Bu kavramların bazıları somut/maddî temiz ve pise; bazıları da soyut/manevî temiz ve pise gönderme/atıf yapar. Meselâ, Tevbe 28. âyet, “müşrikler kesinlikle pistir/pisliktir...” = اِنَّمَا الْمُشْرِكُونَ نَجَسٌ ve 95. âyet, اِنَّهُمْ رِجْس der.
Necesin çoğulu necâset; bizler necâseti maddî (görünür) pislik olarak öğrendik. = necâsetten taharet. Oysa buradaki necâset, manevî (görünmez) pisliktir. “Müşrikler pistir/pisliktir. (= necistir.) Öyleyse bu yıldan sonra Mescid-i Haram’a yaklaşmasınlar.
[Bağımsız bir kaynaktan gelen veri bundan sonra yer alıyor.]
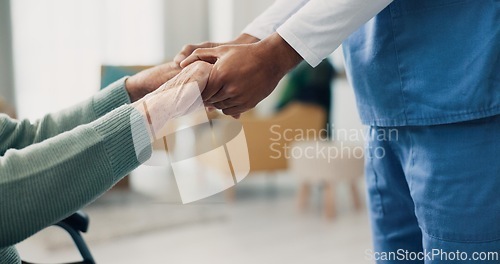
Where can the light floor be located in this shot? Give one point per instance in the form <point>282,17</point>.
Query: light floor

Eğer yoksulluktan korkarsanız, Allah dilerse sizi kendi lütfu ile yakında zengin yapar.”
Rics, necis (pis) olanlar :
İçki, kumar, dikili taşlar, şans/fal okları. (5/90.)
Sapıklar, sapkınlığı seçenler. Onları Allah dehşetli bir pislik (= rics) içinde bırakır. (Bknz. 6/125.)
Leş, kan, domuz eti, Allah’ın adı anılmadan kesilen hayvanlar. (6/145.)
İnkârda inat edenler için inen Allah’ın gazabı ve rics. (Bknz. 7/71.)
Aklını kullanmayanların içine düşeceği durum = rics. = وَيَجْعَلُ الرِّجْسَ عَلَى الَّذ۪ينَ لَا يَعْقِلُونَ (Bknz. 10/100.)
Putlara (= evsén) tapma. = فَاجْتَنِبُوا الرِّجْسَ مِنَ الْاَوْثَانِ (22/30). Putperestler, pistir/pisliktir. Evsén, aynı zamanda putperest demektir.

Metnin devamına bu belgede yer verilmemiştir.